Quais são as queixas da imprensa francesa? Antes de tudo, da brutalidade da Justiça americana. Incansavelmente, repórteres e editorialistas franceses manifestaram seu mal-estar, seu desagrado, diante das imagens divulgadas de Dominique Strauss-Kahn apavorado, algemado, empurrado por policiais de cinema de terceira categoria e jogado à multidão.
Segundo o sociólogo Michel Fize, "essas imagens são indignas de uma nação que se diz uma grande democracia: acabamos até apreciando o sistema judiciário francês que, desde 2000, não autoriza a divulgação de imagens como essas".
Há outras críticas levantadas contra a Justiça americana: o papel do júri popular, a influência do dinheiro quando se chega a uma conciliação... Mas, em essência, as críticas concentram-se no "cerimonial" da Justiça americana, na vontade de humilhar o acusado, sobretudo se é alguém rico ou poderoso, levando a crer que isso tudo constitui um ritual religioso, destinado a aniquilar o orgulho dos poderosos e levá-los ao arrependimento.
Do lado da imprensa americana, a indignação é principalmente com a discrição que os jornais franceses mantêm quanto ao comportamento dos seus dirigentes.
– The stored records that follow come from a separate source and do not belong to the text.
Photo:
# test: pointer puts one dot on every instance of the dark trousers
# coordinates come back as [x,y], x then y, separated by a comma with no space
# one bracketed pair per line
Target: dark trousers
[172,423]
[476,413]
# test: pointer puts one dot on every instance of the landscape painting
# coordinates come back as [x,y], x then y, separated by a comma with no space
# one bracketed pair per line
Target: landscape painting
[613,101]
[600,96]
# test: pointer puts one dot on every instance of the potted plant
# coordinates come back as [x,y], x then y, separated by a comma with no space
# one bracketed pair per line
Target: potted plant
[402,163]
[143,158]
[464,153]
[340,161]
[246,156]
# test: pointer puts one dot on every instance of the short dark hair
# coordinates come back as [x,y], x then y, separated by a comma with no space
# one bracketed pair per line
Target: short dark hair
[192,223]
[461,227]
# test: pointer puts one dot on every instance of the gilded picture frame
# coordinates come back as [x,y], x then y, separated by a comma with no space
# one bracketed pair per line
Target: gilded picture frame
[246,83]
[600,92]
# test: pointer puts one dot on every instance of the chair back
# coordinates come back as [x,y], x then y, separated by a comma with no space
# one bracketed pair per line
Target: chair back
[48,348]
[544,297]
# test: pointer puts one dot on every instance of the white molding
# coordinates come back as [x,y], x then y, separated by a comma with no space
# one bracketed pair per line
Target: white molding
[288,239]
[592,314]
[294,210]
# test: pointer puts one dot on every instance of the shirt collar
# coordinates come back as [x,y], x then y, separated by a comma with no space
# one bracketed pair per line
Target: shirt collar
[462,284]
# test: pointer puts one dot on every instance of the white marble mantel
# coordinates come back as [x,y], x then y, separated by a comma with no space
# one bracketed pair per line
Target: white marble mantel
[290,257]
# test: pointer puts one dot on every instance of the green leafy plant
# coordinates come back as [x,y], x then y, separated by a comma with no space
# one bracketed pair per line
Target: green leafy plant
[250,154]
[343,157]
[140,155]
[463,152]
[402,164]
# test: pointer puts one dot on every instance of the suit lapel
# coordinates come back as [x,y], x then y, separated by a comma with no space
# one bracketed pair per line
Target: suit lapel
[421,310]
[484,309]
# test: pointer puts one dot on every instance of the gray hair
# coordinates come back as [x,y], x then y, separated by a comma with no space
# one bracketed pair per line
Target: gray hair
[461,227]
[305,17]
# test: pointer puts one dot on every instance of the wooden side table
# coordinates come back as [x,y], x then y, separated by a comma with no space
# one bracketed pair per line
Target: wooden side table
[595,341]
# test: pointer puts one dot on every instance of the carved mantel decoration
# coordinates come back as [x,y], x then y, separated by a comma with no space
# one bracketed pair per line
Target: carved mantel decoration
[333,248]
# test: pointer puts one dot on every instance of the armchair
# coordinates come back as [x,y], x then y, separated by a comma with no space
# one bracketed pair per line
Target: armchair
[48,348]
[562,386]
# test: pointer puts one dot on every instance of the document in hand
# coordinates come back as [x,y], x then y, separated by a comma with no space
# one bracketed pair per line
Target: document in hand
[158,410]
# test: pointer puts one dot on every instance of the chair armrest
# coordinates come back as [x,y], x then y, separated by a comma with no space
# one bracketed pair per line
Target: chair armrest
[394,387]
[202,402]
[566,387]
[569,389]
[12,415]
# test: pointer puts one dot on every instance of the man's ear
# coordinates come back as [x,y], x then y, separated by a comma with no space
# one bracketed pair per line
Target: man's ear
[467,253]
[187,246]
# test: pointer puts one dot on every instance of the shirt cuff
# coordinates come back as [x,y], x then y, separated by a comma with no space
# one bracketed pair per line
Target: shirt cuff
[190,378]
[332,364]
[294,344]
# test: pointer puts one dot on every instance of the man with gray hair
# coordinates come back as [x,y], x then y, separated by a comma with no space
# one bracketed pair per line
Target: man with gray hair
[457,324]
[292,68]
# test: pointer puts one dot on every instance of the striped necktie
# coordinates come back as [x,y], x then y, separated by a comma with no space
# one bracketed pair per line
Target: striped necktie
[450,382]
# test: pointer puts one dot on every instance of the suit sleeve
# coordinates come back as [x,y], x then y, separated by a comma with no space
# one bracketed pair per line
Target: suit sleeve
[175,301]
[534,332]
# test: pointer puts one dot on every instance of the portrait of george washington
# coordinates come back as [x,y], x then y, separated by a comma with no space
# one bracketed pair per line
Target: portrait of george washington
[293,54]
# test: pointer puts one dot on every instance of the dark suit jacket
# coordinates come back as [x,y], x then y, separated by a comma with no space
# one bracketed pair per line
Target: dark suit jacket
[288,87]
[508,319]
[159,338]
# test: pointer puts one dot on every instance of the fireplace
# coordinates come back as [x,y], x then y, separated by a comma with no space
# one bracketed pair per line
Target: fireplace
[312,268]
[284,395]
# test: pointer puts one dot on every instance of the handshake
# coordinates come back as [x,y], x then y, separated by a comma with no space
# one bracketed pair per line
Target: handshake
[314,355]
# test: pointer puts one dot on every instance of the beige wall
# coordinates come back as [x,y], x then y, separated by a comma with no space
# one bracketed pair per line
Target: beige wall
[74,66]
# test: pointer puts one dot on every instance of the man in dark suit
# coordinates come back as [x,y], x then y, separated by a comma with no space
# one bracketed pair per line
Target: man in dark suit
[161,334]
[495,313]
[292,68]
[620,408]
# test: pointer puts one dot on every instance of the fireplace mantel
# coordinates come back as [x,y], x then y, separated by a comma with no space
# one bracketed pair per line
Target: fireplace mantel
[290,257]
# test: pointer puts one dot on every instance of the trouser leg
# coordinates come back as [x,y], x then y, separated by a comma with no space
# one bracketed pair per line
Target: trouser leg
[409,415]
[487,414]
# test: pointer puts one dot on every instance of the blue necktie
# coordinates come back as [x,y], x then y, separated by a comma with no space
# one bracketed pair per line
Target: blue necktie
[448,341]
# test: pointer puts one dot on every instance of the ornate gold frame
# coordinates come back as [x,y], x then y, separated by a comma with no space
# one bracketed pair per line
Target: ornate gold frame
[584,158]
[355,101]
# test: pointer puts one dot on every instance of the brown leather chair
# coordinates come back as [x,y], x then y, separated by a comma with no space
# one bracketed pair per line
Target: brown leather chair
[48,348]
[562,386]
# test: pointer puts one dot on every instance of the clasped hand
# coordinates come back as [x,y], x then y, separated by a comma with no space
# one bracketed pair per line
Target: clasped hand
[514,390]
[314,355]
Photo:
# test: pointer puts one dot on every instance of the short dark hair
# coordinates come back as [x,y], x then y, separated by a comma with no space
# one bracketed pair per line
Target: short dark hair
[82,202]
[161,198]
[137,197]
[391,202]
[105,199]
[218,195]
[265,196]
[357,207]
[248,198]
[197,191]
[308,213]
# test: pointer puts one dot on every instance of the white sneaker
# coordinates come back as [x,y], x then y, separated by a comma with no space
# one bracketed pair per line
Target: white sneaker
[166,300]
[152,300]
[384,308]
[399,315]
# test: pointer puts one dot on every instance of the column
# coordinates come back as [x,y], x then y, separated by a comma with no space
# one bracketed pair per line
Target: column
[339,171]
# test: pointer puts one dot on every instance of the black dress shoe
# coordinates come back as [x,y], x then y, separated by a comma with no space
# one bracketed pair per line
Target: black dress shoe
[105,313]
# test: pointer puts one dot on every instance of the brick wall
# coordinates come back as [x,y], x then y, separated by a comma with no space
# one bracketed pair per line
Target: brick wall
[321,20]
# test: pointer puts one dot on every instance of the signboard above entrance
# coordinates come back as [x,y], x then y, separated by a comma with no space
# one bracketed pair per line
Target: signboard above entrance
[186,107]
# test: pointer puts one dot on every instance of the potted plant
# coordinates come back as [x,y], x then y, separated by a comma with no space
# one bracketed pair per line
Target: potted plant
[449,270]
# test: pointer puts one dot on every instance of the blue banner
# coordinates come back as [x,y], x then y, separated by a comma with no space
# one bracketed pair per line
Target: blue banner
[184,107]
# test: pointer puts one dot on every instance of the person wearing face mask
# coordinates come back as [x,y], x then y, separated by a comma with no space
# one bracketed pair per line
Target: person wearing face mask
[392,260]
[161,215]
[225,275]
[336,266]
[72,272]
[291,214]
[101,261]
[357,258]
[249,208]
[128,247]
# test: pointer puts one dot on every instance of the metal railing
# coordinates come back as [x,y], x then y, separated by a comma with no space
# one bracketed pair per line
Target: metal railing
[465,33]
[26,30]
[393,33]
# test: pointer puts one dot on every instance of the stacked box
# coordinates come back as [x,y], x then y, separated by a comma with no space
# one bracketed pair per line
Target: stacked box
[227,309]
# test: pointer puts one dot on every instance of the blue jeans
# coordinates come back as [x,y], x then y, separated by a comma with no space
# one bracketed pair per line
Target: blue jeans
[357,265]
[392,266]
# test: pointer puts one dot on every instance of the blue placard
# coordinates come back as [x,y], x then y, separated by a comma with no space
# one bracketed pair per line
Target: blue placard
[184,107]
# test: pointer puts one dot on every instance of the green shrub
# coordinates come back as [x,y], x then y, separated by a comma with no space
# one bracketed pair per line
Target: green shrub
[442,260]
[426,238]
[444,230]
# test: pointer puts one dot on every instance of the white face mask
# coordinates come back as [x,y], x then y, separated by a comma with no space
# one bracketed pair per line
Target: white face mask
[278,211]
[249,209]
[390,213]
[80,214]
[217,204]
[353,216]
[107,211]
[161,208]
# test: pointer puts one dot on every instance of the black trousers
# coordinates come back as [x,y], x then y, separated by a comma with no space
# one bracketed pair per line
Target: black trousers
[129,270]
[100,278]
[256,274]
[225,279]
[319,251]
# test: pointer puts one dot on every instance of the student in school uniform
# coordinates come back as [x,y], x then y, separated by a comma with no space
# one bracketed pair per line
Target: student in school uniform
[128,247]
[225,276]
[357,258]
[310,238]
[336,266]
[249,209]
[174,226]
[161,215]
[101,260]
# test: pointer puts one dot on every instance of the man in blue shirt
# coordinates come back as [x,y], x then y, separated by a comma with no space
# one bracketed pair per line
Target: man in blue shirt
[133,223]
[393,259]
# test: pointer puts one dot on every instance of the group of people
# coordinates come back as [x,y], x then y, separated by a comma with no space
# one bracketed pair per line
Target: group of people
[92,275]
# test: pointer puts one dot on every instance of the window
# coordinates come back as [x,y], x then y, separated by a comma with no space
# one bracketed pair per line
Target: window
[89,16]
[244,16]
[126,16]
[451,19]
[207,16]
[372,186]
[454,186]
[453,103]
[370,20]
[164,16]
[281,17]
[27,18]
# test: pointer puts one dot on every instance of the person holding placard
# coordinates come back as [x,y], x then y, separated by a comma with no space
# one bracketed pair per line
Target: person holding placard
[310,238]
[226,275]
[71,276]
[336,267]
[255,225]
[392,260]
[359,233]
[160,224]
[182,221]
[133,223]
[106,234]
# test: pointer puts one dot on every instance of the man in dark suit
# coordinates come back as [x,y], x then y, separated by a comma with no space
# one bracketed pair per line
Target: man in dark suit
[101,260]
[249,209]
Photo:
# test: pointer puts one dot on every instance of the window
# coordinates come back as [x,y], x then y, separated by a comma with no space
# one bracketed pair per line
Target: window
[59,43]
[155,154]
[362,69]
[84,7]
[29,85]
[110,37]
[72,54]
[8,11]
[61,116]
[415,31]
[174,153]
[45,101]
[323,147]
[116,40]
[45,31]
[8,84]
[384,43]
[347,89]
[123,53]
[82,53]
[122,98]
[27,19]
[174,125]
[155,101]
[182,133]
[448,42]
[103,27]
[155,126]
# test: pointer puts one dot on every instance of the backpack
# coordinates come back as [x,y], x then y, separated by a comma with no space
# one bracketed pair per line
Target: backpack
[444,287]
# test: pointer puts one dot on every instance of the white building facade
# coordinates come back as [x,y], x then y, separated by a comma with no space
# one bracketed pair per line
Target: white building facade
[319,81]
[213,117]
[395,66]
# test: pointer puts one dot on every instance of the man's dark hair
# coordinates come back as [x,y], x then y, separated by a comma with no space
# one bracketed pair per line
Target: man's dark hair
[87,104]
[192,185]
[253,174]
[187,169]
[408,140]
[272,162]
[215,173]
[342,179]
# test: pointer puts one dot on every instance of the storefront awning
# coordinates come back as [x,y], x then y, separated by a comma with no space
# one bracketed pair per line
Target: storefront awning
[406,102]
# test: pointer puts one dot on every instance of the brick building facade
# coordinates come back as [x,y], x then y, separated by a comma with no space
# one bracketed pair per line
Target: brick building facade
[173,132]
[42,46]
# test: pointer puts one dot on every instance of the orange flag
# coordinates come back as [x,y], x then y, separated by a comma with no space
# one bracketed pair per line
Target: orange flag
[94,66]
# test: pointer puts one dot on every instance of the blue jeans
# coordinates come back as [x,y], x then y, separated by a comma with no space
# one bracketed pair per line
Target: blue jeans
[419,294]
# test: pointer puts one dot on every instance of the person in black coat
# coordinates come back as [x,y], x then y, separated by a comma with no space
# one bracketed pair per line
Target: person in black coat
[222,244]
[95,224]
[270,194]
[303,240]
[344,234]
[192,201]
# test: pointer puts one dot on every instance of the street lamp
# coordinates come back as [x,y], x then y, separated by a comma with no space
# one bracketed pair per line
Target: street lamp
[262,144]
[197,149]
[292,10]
É verdade que nos países anglo-saxões os jornais não se acanham em dissertar sobre as "escapadas" dos poderosos, em particular no campo da sexualidade.
Na França, ao contrário, os desvios sexuais dos grandes, as bacanais, os apetites das damas, são objeto de uma "Omertà" . Total silêncio. Ou então são vagas alusões, piadas de mau gosto, nada engraçadas e horrivelmente machistas.
Deste ponto de vista, o drama de Strauss-Kahn é um caso de escola. Todos os jornalistas sabiam que não se pode deixar este homem encantador, sedutor, sozinho com uma mulher (uma jornalista, por exemplo) sem que isso provoque uma "cantada" vulgar, constrangedora".
Mas nenhum jornal na verdade disse isso. E, de repente, os americanos lançam-se furiosamente contra os pudores e "conivências" francesas. "Se o comportamento de Strauss-Kahn já tivesse sido denunciado, a tragédia do Sofitel não teria ocorrido", dizem eles.
A bola volta então para o campo francês. Os jornais da França denunciam com virulência o "voyeurismo" da imprensa anglo-saxã e esse mito da transparência absoluta, que acaba provocando no público curiosidades sórdidas, deleites lânguidos e perversões imundas.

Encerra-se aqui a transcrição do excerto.